Bootstrap

Tema B: Penderitaan, Tapi Ada Imbalan, bagi Saksi-Saksi Allah yang Setia di Masa Depan (Daniel 3)

Tafsiran Alkitab / Dibuat oleh Proyek Teologi Kerja
Theme b sufferings yet rewards

Untuk penjelasan tentang tema-tema dan struktur kitab Daniel, lihat bagian "Gambaran Besar Kitab Daniel".

Dengan anugerah Allah, kerendahan hati Daniel memberikannya keberhasilan di istana Nebukadnezar, bahkan pada masa ketika Allah akan meruntuhkan kerajaan itu. Justru di tengah keberhasilan itu, Daniel dan teman-temannya akan menderita akibat bangkitnya keangkuhan Nebukadnezar. Tidak seperti dalam pasal pertama dan kedua kitab Daniel, dalam pasal ketiga dijelaskan bahwa kesetiaan mereka kepada Allah menyebabkan mereka menderita. Namun, di tengah-tengah penderitaan sekalipun, Allah memberikan imbalan atas kesetiaan mereka.

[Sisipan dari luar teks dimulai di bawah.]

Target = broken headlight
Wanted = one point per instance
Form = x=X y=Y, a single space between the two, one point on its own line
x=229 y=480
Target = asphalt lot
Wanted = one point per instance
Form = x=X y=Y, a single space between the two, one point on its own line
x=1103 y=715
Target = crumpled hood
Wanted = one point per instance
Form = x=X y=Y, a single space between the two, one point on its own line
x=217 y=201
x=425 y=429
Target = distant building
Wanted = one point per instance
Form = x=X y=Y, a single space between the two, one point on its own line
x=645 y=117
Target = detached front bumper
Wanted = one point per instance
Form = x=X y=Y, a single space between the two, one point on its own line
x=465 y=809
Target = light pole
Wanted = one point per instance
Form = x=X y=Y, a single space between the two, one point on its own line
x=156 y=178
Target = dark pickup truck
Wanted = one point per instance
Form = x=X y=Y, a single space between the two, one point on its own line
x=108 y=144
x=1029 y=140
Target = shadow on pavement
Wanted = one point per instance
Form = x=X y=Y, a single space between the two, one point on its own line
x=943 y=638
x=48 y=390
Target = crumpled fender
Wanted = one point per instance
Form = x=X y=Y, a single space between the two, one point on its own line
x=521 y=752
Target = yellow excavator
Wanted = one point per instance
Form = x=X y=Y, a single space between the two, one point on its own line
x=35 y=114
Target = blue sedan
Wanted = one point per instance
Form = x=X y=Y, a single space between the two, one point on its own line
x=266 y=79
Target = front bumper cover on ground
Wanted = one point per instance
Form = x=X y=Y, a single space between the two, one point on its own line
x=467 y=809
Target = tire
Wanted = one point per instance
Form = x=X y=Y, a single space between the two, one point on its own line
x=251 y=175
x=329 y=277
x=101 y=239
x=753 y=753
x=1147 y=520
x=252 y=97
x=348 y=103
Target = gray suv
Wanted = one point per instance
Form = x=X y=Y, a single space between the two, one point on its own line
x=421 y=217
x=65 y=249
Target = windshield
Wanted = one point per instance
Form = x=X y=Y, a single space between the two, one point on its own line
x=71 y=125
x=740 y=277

Untuk sebentar saja, Nebukadnezar tampak seperti bersedia untuk meninggalkan keangkuhannya, menundukkan diri kepada Allah dan membiarkan kerajaannya digulingkan oleh kuasa Allah. Namun, sayangnya, mimpi yang sama yang membuat Nebukadnezar mengenal adanya kuasa Allah atas Daniel, sepertinya juga mendorong sang raja untuk membangun patung emas yang ia tuntut untuk disembah oleh seluruh rakyatnya (Dan. 3:1, 5-6). Patung itu menandakan bangkitnya keangkuhan raja Babel. Ukurannya sangat besar (90 kaki atau hampir 30 meter) dan dibangun di atas "dataran Dura" sehingga patung itu tampak sangat menonjol (Dan. 3:1).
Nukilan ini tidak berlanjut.